El despido de la mujer durante el embarazo es una de las situaciones donde se manifiesta la necesidad de establecer medidas reforzadas, para evitar que se configure como una de las expresiones más graves de prácticas discriminatorias contra la mujer.

La Unión Europea en su normativa, ha fijado unos criterios mínimos que deben incorporar las legislaciones de los Estados para hacer efectiva esa discriminación -Directiva 92/85/CEE del Consejo, de 19 de octubre de 1992, relativa a la aplicación de medidas para promover la mejora de la seguridad y de la salud en el trabajo de la trabajadora embarazada, que haya dado a luz o en período de lactancia-. En su art. 10 se establece “la prohibición de despido durante el período comprendido entre el inicio del embarazo y el término del permiso de maternidad, salvo en casos excepcionales no inherentes a su estado y siempre que el empresario justifique por escrito las causas de dicho despido”.

En la legislación española, esa medida se ha pretendido incorporar fijando que los despidos de las trabajadoras en tales casos serían nulos, “salvo que, se declare la procedencia de la decisión extintiva por motivos no relacionados con el embarazo o con el ejercicio del derecho a los permisos y excedencia.” Sin embargo, la Sentencia del TJUE de fecha 22 de febrero de 2018, ha venido a constatar que la regulación española no incorpora de forma suficiente estas garantías.  
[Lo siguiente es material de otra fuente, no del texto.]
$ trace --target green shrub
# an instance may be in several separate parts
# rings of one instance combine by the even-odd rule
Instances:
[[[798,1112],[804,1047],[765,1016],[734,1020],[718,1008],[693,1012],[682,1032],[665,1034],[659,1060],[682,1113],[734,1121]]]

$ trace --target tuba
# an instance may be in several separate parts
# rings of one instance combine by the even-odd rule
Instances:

España solo reconoce la declaración del despido nulo para las mujeres embarazadas, pero sin una prohibición de despedir que actúe de forma preventiva. El TJUE considera que esto es insuficiente, pues la protección preventiva reviste una especial relevancia en la Directiva 92/85 y sin embargo no aparece reflejada en la legislación española. Esto exige, por tanto, incorporar en nuestra legislación esta prohibición y abordar, de nuevo los supuestos en los que podría ser legítimo este despido.

El Tribunal europeo considera que el despido de la trabajadora embarazada exige, en todo caso, que “se indiquen los criterios objetivos que se han seguido para la designación de los trabajadores afectados por el despido”. Se trata de una garantía esencial para evitar que la selección se haya podido hacer en términos discriminatorios, y debería tener reflejo expreso en la propia regulación legal.

Aunque admite que la Directiva no establece, para las trabajadoras embarazadas, la prioridad de permanencia en la empresa, ni una prioridad de recolocación en otro puesto de trabajo, reconoce que no existe ningún impedimento para que la legislación de cada Estado pueda garantizar una mayor protección a las trabajadoras embarazadas, que hayan dado a luz o en período de lactancia.

Para el sindicato CCOO esta sentencia obliga a revisar el marco normativo del despido de las mujeres embarazadas, que han dado a luz, o en período de lactancia, materia que tiene notables insuficiencias en nuestra legislación.